NEW YORK (Reuters Health) - Despite being at increased risk for illness and death, renal disease patients are frequently excluded from randomized trials looking at treatments for cardiovascular disease (CVD), according to a report released this week.

"At least 9 million people in the US have chronic kidney disease," senior author Dr. Chirag R. Parikh, from Yale University School of Medicine in New Haven, Connecticut, told Reuters Health. Moreover, "roughly 30 percent to 60 percent of CVD patients have renal disease," which is known to increase CVD-related death.

Although renal disease is common among CVD patients and is associated with worse outcomes, the present findings show that such disease is usually an exclusion criterion for CVD trials, Parikh noted. In addition, many trials simply do not include information on the renal function of participants.

Parikh's team conducted a MEDLINE search for randomized controlled trials published in 11 major medical journals between 1985 and 2005, looking specifically for trials investigating treatments for congestive heart failure and acute heart attack.
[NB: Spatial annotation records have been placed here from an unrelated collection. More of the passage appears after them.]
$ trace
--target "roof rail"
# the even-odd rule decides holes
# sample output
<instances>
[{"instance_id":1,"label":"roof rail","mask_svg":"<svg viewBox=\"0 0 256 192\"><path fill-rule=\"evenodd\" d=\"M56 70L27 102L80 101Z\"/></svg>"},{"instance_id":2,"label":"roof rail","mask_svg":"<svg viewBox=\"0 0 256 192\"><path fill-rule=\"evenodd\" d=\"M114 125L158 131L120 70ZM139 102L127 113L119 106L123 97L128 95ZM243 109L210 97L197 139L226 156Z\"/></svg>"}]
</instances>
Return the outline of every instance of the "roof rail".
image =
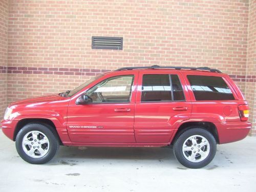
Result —
<instances>
[{"instance_id":1,"label":"roof rail","mask_svg":"<svg viewBox=\"0 0 256 192\"><path fill-rule=\"evenodd\" d=\"M221 71L218 70L216 69L211 69L208 68L208 67L200 67L198 68L196 67L172 67L172 66L167 66L167 67L163 67L163 66L159 66L156 65L154 65L151 67L128 67L125 68L122 68L117 69L116 71L123 71L123 70L132 70L134 69L173 69L176 70L181 70L181 69L189 69L191 70L202 70L202 71L208 71L211 72L216 72L216 73L221 73Z\"/></svg>"}]
</instances>

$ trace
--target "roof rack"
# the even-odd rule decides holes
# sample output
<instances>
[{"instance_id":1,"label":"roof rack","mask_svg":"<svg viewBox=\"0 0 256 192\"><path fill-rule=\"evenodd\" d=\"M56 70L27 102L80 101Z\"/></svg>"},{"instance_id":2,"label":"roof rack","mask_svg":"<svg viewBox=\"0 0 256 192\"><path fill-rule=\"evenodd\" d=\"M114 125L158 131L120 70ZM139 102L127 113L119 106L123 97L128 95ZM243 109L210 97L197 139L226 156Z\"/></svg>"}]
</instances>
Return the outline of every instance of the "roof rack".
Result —
<instances>
[{"instance_id":1,"label":"roof rack","mask_svg":"<svg viewBox=\"0 0 256 192\"><path fill-rule=\"evenodd\" d=\"M123 71L123 70L132 70L134 69L173 69L176 70L181 69L190 69L191 70L202 70L202 71L208 71L211 72L216 72L221 73L221 71L216 69L211 69L208 67L200 67L198 68L196 67L163 67L159 66L156 65L154 65L151 67L128 67L125 68L122 68L117 69L116 71Z\"/></svg>"}]
</instances>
Of the 153 trials identified, 86 (56 percent) excluded patients with renal disease.

"Treatments for CVD may or may not work as well when renal disease is also present," Parikh noted. Therefore, there is a need for research in patients with both types of disease.

"We need to broaden the patient representation in CVD trials," he emphasized, adding that there are already simple classification systems for dividing trial participants into groups based on the extent of kidney disease.